The House of Wolves and Dark Below expansions were equally lightweight, containing only a few missions that covered environments we’d already been to a bunch of times anyway. It wasn’t until The Taken King that Bungie showed what Destiny was capable of. Turns out a loot-based shooter across a shared world is pretty amazing when you’ve got a compelling villain to fight and a cast of characters you actually believe in and empathise with. Too bad it took so long to get there.

Destiny 2 came along after Rise of Iron and seemed determined to continue this trajectory. While it was still infatuated by proper nouns and highfalutin sci-fi fantasy bullshit, its bedrock of lovable characters and familiar locations didn’t demand an understanding of the lore to have fun. That was more than enough to keep me infatuated until the release of Shadowkeep. After this, I checked out and missed the likes of Beyond Light and Witch Queen, returning with the launch of Lightfall and a sad reminder of Destiny at its very worst. The story makes no sense, missions are dry and repetitive, and Bungie seems determined to throw away any and all potential. What happened?

lightfall raid-1

It was hard to ignore the anticipation for Lightfall ahead of release. Fans were building it up as the penultimate chapter in a battle of Light versus Darkness set to raise the stakes like never before. The Witness was at our door and ready to crush the galaxy beneath its thumb, but instead it meandered through a handful of cutscenes before appearing at the end to steal the thing we’d spent several hours searching for. Campaign levels boil down to an extended tutorial for a mystical new power that the lore never bothers to explain or justify, expecting us to nod along and wonder why we’re ignoring the obvious genocide waiting at our feet.

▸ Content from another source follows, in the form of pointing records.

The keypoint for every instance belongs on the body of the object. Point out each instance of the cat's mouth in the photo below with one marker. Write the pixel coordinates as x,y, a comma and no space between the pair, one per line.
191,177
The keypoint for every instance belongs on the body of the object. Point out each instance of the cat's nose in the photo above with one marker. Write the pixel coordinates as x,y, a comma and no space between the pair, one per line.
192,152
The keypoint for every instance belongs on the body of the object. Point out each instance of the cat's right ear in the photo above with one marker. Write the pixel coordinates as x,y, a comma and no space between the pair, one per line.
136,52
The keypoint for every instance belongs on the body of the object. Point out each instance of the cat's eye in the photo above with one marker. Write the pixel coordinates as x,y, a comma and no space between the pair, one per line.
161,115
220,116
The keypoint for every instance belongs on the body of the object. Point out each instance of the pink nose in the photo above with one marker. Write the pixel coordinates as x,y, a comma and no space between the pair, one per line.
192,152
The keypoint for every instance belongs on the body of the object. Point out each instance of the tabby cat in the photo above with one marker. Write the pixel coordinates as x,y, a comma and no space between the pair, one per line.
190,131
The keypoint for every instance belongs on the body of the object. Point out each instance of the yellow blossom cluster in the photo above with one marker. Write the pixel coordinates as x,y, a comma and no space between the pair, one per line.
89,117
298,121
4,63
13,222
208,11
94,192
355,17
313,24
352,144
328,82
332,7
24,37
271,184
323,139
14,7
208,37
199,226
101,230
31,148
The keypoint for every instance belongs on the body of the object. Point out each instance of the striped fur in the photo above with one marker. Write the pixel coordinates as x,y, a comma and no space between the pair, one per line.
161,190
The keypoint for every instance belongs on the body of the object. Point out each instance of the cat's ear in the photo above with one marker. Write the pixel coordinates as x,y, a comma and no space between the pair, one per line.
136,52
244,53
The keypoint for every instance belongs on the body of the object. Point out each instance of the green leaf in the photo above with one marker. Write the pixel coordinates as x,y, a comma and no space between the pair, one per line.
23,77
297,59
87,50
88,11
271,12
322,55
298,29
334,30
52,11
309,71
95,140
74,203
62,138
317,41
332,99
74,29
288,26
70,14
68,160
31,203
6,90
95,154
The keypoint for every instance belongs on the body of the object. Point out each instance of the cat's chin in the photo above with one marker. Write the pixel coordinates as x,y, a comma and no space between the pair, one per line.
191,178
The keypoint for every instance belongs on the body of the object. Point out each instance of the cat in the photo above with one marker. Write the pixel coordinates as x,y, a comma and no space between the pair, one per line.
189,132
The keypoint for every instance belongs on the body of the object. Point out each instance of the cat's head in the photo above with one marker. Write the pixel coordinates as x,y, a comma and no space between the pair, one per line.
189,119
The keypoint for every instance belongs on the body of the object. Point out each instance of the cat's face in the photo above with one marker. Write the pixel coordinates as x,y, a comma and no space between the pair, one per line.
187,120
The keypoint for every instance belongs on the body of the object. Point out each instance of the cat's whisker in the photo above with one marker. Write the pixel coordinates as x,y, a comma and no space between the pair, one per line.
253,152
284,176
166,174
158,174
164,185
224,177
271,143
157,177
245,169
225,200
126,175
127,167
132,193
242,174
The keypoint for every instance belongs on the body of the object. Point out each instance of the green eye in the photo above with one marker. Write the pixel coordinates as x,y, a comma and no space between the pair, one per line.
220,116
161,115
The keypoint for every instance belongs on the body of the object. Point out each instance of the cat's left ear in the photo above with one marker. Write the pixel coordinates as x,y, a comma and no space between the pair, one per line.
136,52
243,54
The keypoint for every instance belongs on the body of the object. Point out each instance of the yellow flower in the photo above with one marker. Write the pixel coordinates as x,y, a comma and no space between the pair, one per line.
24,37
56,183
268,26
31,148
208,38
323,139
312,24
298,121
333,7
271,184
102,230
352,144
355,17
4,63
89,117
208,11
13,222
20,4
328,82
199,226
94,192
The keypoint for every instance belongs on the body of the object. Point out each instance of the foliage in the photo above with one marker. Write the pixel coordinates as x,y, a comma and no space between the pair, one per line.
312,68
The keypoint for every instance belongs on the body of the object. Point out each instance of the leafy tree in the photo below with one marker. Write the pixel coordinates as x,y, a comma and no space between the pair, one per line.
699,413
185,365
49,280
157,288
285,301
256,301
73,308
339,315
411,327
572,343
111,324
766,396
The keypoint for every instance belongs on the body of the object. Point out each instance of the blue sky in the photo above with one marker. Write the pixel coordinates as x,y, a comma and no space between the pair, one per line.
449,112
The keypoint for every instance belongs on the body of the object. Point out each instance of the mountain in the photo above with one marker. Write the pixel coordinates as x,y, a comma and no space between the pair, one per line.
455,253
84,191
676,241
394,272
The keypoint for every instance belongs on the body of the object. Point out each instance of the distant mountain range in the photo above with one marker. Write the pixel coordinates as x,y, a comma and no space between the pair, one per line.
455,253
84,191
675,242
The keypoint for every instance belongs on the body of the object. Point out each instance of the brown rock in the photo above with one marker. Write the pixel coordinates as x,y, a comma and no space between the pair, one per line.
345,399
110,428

Each mission was a string of following instructions, shooting everything, and hoping the mix of characters yapping away in your ear would eventually make sense. There was no urgency to finish the fight or stand alongside the allies you’d spent years standing beside. None even bother to check in once you get to Neptune, nor do they question your presence back at The Tower to pick up new quests despite the entire system currently burning to the ground. I get that live-service shooters like this need to extend our disbelief when the narrative operates amidst a platform that houses past, present, future, but the carefree attitude of Lightfall and its complete lack of comprehension drags down a final chapter we’ve yet to even glimpse. The unfolding season is going to have a hard time recovering from this disastrous introduction.

Destiny 2 Lightfall Season Of Defiance Keyart

Despite my ample misgivings for the original Destiny, I still love it dearly for all the time I spent with it. After all these years though I hoped Bungie had moved beyond its flaws and was poised never to repeat them. Lightfall however, is a bizarre tribute to past mistakes that once almost doomed Destiny’s potential for good. Before launch, it seemed like nothing could go wrong, and all the pieces were in place for a sweeping space opera with obvious good guys for us to root for and baddies we were bound to vanquish. Dreams were instead washed away with half-baked mission design that sits awkwardly alongside some of the worst culprits from almost a decade ago.